Answer
The solutions are $3, -\dfrac{3 - 3i\sqrt {3}}{2}, \text{ and }-\dfrac{3 + 3i\sqrt {3}}{2}$.
Work Step by Step
We see that $x^3 - 27$ is the difference of two cubes. We can factor using the formula:
$(a - b)(a^2 + ab + b^2)$
We plug in the values, where $a = \sqrt[3]{x^3}$ (or $a = x$) and $b = \sqrt[3]{27}$ (or $b = 3$:):
$(x - 3)(x^2 + 3x + 3^2) = 0$
$(x - 3)(x^2 + 3x + 9) = 0$
Use the Zero-Product Property by equating each factor to $0$, then solve each equation.
First factor:
$x - 3 = 0$
$x = 3$
Second factor:
$x^2 + 3x + 9 = 0$
We cannot factor this polynomial, so we resort to using the quadratic formula, which is:
$x = \dfrac{-b \pm \sqrt {b^2 - 4ac}}{2a}$
where $a$ is the coefficient of the first term, $b$ is the coefficient of the 1st degree term, and $c$ is the constant.

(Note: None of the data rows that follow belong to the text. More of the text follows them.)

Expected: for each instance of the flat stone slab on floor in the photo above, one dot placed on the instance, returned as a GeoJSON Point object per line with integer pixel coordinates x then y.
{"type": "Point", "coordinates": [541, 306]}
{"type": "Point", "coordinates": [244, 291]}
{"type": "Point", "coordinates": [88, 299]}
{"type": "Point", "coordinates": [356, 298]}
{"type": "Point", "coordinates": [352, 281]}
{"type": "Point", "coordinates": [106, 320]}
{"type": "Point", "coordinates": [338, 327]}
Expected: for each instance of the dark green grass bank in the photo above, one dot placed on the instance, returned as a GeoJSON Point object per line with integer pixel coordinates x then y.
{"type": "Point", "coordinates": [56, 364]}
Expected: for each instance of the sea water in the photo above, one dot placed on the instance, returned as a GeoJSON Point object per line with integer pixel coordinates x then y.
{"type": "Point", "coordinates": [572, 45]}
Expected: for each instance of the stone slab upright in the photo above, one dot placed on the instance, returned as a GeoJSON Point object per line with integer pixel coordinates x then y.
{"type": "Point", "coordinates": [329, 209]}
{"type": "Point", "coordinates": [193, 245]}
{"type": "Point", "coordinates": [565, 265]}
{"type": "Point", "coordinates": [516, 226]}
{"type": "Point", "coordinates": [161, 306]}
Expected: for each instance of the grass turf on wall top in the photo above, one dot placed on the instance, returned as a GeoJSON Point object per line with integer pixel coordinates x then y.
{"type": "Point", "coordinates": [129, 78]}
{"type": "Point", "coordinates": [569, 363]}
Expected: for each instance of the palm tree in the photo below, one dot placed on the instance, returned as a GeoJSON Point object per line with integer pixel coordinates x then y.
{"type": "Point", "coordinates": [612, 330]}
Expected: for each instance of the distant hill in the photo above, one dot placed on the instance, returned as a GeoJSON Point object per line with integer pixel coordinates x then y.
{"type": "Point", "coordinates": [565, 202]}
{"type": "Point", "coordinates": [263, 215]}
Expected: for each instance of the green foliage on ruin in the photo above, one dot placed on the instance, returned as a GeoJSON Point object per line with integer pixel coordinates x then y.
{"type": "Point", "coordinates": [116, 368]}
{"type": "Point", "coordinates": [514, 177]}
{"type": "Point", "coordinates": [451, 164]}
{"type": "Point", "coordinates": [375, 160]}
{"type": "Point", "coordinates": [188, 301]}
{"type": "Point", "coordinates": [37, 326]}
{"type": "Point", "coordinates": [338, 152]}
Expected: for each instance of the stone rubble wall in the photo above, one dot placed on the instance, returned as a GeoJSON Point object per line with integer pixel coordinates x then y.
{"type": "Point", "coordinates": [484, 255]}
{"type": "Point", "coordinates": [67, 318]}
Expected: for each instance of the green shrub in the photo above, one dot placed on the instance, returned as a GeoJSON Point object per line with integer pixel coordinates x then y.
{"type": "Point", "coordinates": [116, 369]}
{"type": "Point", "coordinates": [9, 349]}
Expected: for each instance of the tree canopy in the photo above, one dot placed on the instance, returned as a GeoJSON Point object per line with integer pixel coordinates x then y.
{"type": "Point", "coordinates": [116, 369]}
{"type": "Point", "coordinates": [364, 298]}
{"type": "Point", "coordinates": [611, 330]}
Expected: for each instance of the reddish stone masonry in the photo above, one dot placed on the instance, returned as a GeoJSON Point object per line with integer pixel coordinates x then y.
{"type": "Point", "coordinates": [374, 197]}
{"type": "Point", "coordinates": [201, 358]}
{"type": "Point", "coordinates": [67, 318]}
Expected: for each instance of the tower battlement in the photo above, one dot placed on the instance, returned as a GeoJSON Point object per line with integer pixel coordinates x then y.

Substitute $a=1, b=3, \text{ and } c=9$ into the formula:
$x = \dfrac{-3 \pm \sqrt {(3)^2 - 4(1)(9)}}{2(1)}$
$x = \dfrac{-3 \pm \sqrt {9 - 36}}{2}$
$x = \dfrac{-3 \pm\sqrt {-27}}{2}$
$x = \dfrac{-3 \pm \sqrt {(-9)(3)}}{2}$
We can take out $-9$ from the radical because the square root of $-9$ is $3i$:
$x = \dfrac{-3 \pm 3i\sqrt {3}}{2}$
The solutions are $3, -\dfrac{3 - 3i\sqrt {3}}{2}, \text{ and }-\dfrac{3 + 3i\sqrt {3}}{2}$.